And Aaron was kind enough to respond:
  "A graftless method of raising queens.

  See:
  http://beesource.com/pov/hayes/abjmay91.htm "

Hi Aaron and all you digital beekeeping mentors.  I'd like to reconnect to a
discussion we had a while ago.

I read this document about the Hopkins method and it's really interesting.
As a matter of fact, i had heard of this method from an old beekeeper over
here, but i had forgotten about it.

Are any of you using this method? I have a couple of questions:

-How do you place a whole frame horizontally in the hive.
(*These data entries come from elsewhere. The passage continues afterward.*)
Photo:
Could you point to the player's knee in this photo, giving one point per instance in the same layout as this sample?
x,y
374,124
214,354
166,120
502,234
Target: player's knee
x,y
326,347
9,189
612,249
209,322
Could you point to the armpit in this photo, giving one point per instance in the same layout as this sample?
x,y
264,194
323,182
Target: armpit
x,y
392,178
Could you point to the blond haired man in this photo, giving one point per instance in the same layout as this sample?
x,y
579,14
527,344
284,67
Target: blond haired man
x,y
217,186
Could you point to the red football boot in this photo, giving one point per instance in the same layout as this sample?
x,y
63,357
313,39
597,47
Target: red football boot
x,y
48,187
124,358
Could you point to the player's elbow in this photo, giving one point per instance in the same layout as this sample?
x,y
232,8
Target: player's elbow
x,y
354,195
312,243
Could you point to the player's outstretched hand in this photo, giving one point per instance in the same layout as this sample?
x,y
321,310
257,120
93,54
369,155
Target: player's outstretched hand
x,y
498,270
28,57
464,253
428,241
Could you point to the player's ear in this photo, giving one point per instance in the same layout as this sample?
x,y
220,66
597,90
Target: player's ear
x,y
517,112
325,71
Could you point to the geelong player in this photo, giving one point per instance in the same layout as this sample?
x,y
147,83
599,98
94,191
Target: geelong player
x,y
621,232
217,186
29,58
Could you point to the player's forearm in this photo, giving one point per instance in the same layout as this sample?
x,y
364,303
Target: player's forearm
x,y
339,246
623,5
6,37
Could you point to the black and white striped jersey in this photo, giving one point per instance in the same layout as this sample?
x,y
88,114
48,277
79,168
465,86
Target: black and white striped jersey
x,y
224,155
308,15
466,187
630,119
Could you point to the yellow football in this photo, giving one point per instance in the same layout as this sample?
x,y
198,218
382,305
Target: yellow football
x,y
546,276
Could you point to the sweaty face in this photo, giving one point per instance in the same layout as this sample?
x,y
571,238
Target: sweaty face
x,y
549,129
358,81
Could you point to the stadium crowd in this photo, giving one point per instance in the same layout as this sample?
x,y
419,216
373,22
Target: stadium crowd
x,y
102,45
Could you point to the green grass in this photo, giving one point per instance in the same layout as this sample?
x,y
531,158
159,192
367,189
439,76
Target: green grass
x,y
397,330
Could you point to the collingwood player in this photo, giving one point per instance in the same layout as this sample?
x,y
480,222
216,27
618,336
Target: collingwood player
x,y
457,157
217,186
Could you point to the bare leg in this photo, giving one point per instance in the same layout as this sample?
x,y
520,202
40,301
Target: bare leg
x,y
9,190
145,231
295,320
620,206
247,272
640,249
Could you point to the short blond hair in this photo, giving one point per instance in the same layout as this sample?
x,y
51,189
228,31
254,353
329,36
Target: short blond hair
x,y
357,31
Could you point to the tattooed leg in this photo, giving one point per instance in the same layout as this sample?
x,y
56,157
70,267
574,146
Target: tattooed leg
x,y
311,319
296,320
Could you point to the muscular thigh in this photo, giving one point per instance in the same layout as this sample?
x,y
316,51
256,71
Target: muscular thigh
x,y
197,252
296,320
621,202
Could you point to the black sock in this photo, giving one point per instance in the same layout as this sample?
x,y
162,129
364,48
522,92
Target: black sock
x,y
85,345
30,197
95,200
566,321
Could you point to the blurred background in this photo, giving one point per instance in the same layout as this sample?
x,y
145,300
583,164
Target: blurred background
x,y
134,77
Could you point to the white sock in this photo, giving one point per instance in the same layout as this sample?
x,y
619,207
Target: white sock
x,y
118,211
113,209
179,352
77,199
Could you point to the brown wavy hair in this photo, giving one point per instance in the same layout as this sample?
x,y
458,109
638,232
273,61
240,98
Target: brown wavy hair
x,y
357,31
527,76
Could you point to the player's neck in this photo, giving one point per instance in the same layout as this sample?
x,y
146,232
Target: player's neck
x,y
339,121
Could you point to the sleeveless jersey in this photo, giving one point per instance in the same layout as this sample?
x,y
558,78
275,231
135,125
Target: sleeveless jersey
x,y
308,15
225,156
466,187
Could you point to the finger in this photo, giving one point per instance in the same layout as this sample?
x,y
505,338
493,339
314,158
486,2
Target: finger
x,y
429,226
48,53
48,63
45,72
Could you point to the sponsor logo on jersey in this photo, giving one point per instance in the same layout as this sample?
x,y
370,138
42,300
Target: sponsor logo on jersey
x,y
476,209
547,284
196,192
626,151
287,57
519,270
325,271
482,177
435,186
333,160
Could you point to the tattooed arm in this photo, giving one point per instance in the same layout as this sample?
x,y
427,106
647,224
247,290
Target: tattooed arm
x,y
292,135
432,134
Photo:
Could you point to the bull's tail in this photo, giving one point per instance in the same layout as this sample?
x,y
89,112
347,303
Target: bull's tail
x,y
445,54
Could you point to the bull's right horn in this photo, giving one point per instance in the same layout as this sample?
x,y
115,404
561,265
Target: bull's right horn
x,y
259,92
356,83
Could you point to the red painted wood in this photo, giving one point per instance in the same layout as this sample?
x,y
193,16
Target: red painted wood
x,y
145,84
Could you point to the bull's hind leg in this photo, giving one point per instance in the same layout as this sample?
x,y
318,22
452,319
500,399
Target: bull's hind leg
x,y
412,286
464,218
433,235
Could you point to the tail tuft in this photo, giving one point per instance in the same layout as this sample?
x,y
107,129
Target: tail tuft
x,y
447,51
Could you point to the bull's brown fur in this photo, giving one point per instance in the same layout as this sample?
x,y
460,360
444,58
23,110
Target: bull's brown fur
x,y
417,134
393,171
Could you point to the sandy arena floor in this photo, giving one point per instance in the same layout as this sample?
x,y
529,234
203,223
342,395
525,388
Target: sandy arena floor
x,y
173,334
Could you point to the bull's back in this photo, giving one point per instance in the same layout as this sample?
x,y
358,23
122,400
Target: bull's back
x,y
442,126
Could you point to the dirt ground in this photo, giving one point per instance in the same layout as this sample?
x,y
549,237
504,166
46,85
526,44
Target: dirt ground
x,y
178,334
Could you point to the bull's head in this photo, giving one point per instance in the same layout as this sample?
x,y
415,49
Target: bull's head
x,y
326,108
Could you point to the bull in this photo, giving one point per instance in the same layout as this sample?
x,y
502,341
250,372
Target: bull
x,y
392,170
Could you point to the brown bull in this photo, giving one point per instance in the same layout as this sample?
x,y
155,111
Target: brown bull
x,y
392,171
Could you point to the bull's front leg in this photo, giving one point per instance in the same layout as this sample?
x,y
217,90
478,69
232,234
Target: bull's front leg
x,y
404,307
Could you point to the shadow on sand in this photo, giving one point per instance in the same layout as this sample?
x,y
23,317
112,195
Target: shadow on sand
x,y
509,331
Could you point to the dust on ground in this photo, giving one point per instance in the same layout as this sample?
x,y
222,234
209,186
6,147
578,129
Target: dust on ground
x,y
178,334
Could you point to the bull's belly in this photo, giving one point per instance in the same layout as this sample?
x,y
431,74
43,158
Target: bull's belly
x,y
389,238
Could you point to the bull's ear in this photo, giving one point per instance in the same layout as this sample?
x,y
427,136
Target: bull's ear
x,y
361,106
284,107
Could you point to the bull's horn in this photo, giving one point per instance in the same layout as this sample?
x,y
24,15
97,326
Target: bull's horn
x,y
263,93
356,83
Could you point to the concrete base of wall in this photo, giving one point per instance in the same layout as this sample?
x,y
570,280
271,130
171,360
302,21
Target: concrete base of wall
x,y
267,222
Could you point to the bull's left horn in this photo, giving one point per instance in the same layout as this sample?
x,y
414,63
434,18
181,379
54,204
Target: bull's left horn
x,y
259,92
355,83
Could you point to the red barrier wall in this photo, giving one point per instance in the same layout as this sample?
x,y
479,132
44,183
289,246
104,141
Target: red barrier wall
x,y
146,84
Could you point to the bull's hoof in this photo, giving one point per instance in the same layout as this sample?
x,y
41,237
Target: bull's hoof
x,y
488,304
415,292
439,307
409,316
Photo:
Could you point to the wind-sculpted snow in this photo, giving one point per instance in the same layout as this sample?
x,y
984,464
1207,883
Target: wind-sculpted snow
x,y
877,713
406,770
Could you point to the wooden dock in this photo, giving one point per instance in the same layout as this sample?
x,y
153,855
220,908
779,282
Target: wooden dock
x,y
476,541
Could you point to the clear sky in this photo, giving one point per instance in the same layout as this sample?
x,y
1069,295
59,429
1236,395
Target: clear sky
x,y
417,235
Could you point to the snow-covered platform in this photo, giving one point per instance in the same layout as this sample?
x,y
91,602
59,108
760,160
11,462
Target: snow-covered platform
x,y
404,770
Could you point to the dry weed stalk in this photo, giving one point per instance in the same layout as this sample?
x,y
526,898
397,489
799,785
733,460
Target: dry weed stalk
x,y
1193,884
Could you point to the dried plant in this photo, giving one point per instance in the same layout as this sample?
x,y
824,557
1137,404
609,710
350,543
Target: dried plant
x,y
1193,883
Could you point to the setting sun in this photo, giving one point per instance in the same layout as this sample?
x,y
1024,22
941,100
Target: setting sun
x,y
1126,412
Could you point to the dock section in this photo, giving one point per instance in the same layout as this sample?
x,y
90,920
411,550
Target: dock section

I assume this
requires some sort of extra gadget..?
-Do you have to place the frame in the middle of the hive (between brood
boxes and supers), or will this work just as well in the top part of the
hive?
-What happens with the upper part of the horizontal frame? Do the bees
remove the larva there?
-Don't you get a lot of burr comb around the cells?
-Why do you remove the cells right after they're capped and not the day
before they hatch?
-When you remove a frame with this many cells, of course it takes a while to
cut them all out and go around and place them in all those colonies. How do
you store the cut out cells during this time to make sure there is no
temperature och motion related damage to them?
-When the bees build comb on a queen cell, is the cell still OK if i cut
away the unwanted wax?

Oh, by the way, i said i'd update you on the dropped queen cell frame of
mine. The eight queen cells on the frame that i dropped resulted in one
single queen. All the other cells contained nothing (they were still capped
and looked fine) or a little dead larva.

However, i am not sure dropping the frame was the problem. I have tried to
raise queens for three consecutive summers with the same results in many
cases - plenty of cells, but only an undeveloped larva inside them. I follow
the instructions from a book that i have and what i've found on the net, but
i have no clue why this happens. Any suggestions? I suspect i am doing
something wrong when i transfer the one-day-old larva to the feeder colony.
I use the Jenter system, so there really isn't much that can go wrong...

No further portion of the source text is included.